PJF: La crise énergétique que nous traversons renforce donc l’idée que cette stratégie de transition doit être prioritaire. Le gouvernement a de fait très vite réagi pour protéger les citoyens et les entreprises de ses effets destructeurs. La crise fait désormais partie des scénarios possibles du Statec afin d’analyser comment réagiraient les finances publiques en fonction des fluctuations du coût de l’énergie, de l’inflation associée et par conséquent de l’augmentation des budgets et des moyens financiers alloués pour y faire face. Luxembourg Stratégie, une initiative du ministère de l’Économie, offre d’ailleurs la possibilité à tout un chacun de commenter les trois scénarios d’avenir possibles de l’économie luxembourgeoise pour y apporter des idées ou des pistes de réflexion.

 

À l’approche de l’entrée en vigueur de la Corporate Sustainability Reporting Directive, quels sont les objectifs fixés pour le secteur public?

VM: La CSRD fait partie du plan d’action européen mis en place pour accélérer la transition énergétique, sociale et de gouvernance. Cette directive prendra effet lors de l’année financière 2024 pour les entreprises déjà soumises à une obligation de reporting extra-financier. Elle impose un rapport narratif et qualitatif, mais surtout quantitatif sur les initiatives prises en matière de critères ESG. Ce rapport sera ensuite soumis à un audit. Les entreprises du secteur public se trouveront donc impactées à court et moyen terme –  soit directement parce qu’elles devront produire ce rapport – soit par l’effet de la publication à large échelle (près de 50.000 entreprises concernées en Europe) de données clés en matière d’ESG. L’idée sera de structurer et formaliser les approches et les stratégies autour de ces enjeux. Le secteur public a par ailleurs un rôle clé à jouer, en mettant en place, au travers des autorités, institutions ou associations, des mesures qui permettent d’aider le tissu économique local à se préparer à ces nouveaux enjeux.

 

Quelles actualités peut-on mettre en avant dans les principaux débats suscités par les sujets ESG au sein du secteur public?

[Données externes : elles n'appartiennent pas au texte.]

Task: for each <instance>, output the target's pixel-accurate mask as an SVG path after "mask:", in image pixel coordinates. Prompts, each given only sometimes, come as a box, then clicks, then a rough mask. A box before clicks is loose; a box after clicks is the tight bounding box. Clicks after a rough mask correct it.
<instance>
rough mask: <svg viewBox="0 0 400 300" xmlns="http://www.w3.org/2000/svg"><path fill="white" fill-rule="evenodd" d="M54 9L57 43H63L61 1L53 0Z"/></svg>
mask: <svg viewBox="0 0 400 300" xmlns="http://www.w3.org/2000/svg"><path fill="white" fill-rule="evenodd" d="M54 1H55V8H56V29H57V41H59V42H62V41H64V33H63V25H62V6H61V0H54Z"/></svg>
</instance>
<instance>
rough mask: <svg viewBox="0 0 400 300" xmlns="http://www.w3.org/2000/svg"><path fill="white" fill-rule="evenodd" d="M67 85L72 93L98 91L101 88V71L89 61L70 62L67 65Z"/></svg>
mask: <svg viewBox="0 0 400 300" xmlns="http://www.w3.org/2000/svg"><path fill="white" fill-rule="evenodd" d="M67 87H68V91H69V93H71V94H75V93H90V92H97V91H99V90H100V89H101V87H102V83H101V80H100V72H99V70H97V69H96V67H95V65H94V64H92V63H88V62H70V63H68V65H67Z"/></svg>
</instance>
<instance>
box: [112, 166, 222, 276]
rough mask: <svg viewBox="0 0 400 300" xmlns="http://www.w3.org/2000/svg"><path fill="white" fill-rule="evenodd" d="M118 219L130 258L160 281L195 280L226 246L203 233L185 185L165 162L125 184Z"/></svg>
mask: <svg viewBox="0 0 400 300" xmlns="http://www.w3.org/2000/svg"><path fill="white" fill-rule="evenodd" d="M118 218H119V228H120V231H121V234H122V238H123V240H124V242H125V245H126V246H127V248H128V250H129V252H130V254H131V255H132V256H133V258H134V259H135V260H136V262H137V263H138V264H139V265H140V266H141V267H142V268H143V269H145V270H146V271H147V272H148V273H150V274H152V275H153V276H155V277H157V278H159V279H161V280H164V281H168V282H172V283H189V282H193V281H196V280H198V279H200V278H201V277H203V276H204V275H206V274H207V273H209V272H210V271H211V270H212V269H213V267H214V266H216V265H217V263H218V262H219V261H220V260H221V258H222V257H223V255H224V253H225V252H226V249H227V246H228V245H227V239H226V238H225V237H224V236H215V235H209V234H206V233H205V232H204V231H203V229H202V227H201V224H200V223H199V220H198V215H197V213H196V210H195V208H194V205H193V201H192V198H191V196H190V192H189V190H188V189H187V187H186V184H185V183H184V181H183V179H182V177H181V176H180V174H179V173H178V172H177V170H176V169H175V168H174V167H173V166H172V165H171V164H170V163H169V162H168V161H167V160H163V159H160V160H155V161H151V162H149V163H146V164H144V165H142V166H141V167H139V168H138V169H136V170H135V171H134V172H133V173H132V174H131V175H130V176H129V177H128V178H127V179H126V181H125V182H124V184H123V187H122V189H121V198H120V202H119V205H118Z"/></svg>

PJF: Depuis plusieurs années, le Grand-Duché s’engage avec détermination en faveur des énergies renouvelables. Le potentiel de l’énergie solaire au Luxembourg est considérable, tout comme celui de l’hydrogène. Les innovations futures devront pousser dans le sens de l’autoconsommation, des nouvelles solutions de stockage des ressources énergétiques ou du développement de la Smart grid. Ce réseau de distribution électrique offre une relation plus efficace, intelligente et rapide entre le producteur et le consommateur d’énergie. Au-delà des démarches et des aides récurrentes comme les TVA bonifiées ou les subventions, nos comportements devront changer à l’avenir par des petits gestes du quotidien. Cela commence par la prise de conscience de l’impact que nous avons au quotidien – pensons par exemple à nos forfaits mobiles ou encore l’envoi des e-mails qui produisent énormément de CO2!

VM: Les sujets ESG impliquent forcément des enjeux politiques allant de pair avec la taxinomie européenne: en témoignent les récents débats sur le  gaz et le nucléaire. Ces discussions ne facilitent pas l’adoption des réglementations et la détermination d’une ligne directrice précise pour les acteurs concernés. Les définitions doivent être claires pour mettre en place des processus solides.